La carica dei 600 è partita: tanti sono rimasti i parlamentari dopo il taglio drastico della scorsa legislatura. Non più 630, ma 400 deputati; non più 315, ma 200 senatori.

Cambiano i numeri, cambia la sostanza. Le nuove Camere, più snelle, saranno anche più simili, perché votate dallo stesso corpo elettorale. Per la prima volta, infatti, anche i diciottenni ricevono la scheda gialla del Senato, fino ad oggi riservata a chi aveva compiuto 25 anni. Il Senato resta il ramo più “maturo” del Parlamento, se si guarda all’anagrafe degli eletti. Ma non lo è più se si guarda all’anagrafe degli elettori, che sono gli stessi della Camera. Riforma importante questa, e passata quasi inosservata rispetto all’altra, quella del taglio all’organico parlamentare.

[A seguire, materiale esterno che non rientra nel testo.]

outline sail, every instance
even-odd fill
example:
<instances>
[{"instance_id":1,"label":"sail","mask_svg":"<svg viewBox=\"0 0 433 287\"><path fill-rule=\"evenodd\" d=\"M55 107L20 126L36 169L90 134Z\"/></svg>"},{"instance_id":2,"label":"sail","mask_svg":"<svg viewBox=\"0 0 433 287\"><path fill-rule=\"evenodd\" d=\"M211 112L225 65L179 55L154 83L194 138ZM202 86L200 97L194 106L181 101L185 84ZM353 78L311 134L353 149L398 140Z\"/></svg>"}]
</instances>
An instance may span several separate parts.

La “sforbiciata” è stata accolta con manifestazioni di giubilo quasi universale. Però presenta anche evidenti controindicazioni. La prima è quella di compromettere la funzionalità del prossimo Parlamento: soprattutto della Camera dei deputati, che a differenza del Senato non ha adeguato il regolamento interno (e quindi l’attività di gruppi, commissioni, organi di garanzia) ai nuovi numeri, più ridotti.

Palazzo Montecitorio Roma di Manfred Heyde – licenza CC BY-SA 3.0.

Ma il rischio maggiore è quello di veder aumentare la distanza fra elettori ed eletti.  I collegi sono diventati più grandi, sia a Montecitorio sia a Palazzo Madama. L’Italia è divisa in 151 collegi uninominali per la Camera, e appena 74 per il Senato. In alcuni casi (Abruzzo, Molise, Basilicata, Friuli Venezia Giulia) il collegio del Senato coincide con il territorio della Regione. Ancora maggiore la distanza dai candidati del proporzionale, distribuiti in 75 collegi plurinominali (49 per Montecitorio, 26 per Palazzo Madama) . È vero che i loro nomi compaiono sulla scheda, accanto al simbolo del partito, ma l’elettore non può scegliere, né esprimere preferenze. I candidati saranno eletti in base all’ordine di lista, che è stato deciso dalla segreteria del partito. E a volte venire spostati da una regione all’altra (il cosiddetto effetto “flipper”) in base al calcolo dei resti nei collegi plurinominali della Camera.

Al Senato – che viene eletto a norma di Costituzione su base regionale – il rischio è un altro: quello di tagliare fuori medi e piccoli partiti, che pur superando la soglia del 3 per cento non riescono a eleggere alcun senatore nelle regioni più piccole, quelle che assegnano meno seggi. Uno sbarramento di fatto, molto al di sopra del 3 per cento. Il risultato è quello di lasciare interi territori senza alcuna rappresentanza parlamentare.

È il paradosso del “Rosatellum”, un sistema elettorale che, con i suoi giochi a incastro, consente di conoscere con buona approssimazione già alla vigilia del voto i nomi di chi entrerà in Parlamento e di chi ne resterà fuori. Il verdetto delle urne può spostare al massimo un terzo dei seggi in palio: gli altri due terzi – liste in una mano e sondaggi nell’altra – possiamo già sapere prima a chi andranno. Non è questo il modo migliore per combattere la piaga dell’astensionismo. Che tutti denunciano, ma pochi cercano di contrastare.

Urne elettorali – Ministero dell’Interno – licenza CC BY 3.0.

Non aiuta votare in una sola giornata. Non aiutano le schede elettorali indecifrabili anche da chi ha una buona dimestichezza con la politica.  Non aiuta il numero dei candidati paracadutati da un territorio all’altro per i capricci delle segreterie e delle correnti di partito. Non aiutano le regole, i divieti e gli algoritmi che condizionano l’informazione in campagna elettorale.  Si ha quasi l’impressione che più cresca il numero delle liste, dei simboli, delle offerte nel supermarket della politica, più aumentino la confusione e   la rassegnata diffidenza – se non l’aperta ostilità – dei cittadini.  Ma ogni inizio di legislatura porta sempre con sé anche qualcosa di nuovo e d’inedito. È l’insostituibile scommessa della democrazia.